MySQL 8.0 supports functional indexes with similar syntax:

CREATE INDEX idx_lower_email ON users ((LOWER(email)));

MySQL has no GIN equivalent. Full-text search uses FULLTEXT indexes with different syntax:

-- MySQL full-text:
CREATE FULLTEXT INDEX idx_posts_body ON posts (body);
SELECT * FROM posts WHERE MATCH(body) AGAINST('postgresql indexing' IN BOOLEAN MODE);

MySQL FULLTEXT indexes use an inverted index internally but with different operators and ranking algorithms than PostgreSQL's GIN + tsvector approach.

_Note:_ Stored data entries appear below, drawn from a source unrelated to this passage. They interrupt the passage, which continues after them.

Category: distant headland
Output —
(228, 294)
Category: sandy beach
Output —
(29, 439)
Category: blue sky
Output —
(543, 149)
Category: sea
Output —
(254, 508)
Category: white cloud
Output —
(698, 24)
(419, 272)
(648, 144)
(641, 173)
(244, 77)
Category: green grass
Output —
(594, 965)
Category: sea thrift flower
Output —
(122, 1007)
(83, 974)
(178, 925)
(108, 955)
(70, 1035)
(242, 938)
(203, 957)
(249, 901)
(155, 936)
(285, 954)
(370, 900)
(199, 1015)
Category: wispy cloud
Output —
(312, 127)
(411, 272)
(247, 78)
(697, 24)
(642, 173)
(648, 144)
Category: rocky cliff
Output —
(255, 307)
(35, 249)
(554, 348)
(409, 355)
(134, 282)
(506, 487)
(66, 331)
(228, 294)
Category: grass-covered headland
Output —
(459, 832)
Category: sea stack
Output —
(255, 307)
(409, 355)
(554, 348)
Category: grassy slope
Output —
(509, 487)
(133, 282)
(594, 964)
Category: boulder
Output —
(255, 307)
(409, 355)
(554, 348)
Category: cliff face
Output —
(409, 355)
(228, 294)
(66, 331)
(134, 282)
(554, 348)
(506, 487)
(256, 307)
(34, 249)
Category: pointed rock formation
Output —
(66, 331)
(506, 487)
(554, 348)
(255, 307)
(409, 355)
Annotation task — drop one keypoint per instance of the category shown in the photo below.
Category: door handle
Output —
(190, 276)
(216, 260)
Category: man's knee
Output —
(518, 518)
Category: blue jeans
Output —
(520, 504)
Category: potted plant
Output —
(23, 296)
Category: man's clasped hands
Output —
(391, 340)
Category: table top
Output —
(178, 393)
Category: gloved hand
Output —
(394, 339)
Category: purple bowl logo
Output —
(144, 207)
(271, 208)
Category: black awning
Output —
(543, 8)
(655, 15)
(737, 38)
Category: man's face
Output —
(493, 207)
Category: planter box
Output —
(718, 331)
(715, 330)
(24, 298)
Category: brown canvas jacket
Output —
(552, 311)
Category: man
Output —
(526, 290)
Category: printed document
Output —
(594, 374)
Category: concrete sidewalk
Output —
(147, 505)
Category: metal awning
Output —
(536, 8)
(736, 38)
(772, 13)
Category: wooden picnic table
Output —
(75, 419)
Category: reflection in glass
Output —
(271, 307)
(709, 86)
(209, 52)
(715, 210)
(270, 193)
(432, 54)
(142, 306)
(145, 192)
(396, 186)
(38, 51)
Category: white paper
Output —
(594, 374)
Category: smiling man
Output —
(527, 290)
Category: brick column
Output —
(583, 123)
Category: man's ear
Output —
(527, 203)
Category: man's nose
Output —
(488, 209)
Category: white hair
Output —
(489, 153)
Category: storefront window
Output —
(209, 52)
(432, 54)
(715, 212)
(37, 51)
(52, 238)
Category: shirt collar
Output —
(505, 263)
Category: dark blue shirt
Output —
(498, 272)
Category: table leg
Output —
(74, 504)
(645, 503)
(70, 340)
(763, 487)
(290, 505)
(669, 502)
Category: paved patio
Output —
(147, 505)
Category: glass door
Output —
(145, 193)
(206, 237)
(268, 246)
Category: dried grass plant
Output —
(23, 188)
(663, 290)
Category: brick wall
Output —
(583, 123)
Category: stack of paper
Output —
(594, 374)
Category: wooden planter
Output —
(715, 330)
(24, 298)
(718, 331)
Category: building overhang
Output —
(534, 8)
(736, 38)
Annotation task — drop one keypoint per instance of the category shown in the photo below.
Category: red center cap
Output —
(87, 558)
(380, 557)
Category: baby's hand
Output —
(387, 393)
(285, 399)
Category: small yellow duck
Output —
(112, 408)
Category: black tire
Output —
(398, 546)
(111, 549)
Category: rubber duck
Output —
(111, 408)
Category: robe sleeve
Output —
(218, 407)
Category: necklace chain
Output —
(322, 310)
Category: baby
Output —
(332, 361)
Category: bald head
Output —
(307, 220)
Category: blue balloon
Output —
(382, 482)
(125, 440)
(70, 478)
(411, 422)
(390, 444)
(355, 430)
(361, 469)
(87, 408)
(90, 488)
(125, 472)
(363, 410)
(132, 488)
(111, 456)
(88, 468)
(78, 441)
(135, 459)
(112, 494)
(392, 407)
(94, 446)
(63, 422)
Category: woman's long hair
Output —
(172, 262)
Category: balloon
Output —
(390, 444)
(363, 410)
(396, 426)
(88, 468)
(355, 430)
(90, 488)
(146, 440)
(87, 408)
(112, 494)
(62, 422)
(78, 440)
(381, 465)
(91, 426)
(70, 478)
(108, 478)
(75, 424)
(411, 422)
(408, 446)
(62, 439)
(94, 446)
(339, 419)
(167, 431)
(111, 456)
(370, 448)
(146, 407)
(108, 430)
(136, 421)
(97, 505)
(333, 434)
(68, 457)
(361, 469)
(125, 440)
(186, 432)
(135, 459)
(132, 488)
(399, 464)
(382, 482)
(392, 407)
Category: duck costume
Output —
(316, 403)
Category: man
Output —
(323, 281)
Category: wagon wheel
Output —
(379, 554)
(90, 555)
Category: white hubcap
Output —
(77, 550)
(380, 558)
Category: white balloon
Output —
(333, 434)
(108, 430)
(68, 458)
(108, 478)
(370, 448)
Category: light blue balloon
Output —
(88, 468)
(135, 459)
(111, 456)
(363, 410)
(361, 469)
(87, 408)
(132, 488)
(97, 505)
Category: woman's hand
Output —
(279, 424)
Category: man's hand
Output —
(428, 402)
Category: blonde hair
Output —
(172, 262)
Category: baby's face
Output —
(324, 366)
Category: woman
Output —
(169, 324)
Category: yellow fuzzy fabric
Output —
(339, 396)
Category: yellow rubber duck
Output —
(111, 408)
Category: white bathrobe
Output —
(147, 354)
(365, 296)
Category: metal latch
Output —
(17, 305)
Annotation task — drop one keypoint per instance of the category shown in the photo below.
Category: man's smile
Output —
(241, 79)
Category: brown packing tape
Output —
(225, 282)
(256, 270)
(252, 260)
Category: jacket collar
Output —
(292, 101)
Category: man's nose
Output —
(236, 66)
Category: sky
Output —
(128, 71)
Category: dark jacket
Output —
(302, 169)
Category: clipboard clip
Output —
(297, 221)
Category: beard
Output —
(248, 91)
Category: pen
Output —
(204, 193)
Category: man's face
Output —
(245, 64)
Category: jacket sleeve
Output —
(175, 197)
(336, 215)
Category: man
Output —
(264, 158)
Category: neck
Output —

MySQL spatial indexes use R-tree (similar to GiST) via the SPATIAL keyword but support fewer operators and data types than PostgreSQL's GiST.

Real-World Case Studies

Multi-tenant SaaS storing tenant configuration in JSONB. Each tenant had a config JSONB column with nested feature flags, plan details, and custom settings. Before indexing, admin queries like WHERE config @> '{"feature_flags": {"beta": true}}' scanned 2M tenant rows (12 seconds). Adding a GIN index on the config column enabled Bitmap Index Scan, dropping the query to 15ms. The GIN index consumed 180MB -- acceptable for eliminating full table scans on an admin dashboard used hundreds of times daily.

Source

Process

Read the key concepts to understand expression indexes, GIN, and GiST and their appropriate use cases.
Apply expression indexes when queries use function-wrapped columns, GIN for multi-element containment queries, and GiST for geometric/range data.
Verify with EXPLAIN ANALYZE that the planner uses the specialized index and that the query expression matches the index expression exactly.

Harness Integration

Type: knowledge -- this skill is a reference document, not a procedural workflow.
No tools or state -- consumed as context by other skills and agents.
related_skills: db-btree-index, db-partial-index, db-composite-index, db-explain-reading

Success Criteria

Expression indexes match the exact expression used in queries.
GIN is chosen for array, JSONB, and full-text containment queries.
GiST is chosen for geometric, range, and nearest-neighbor queries.
Anti-patterns (expression mismatch, GIN on scalars) are avoided.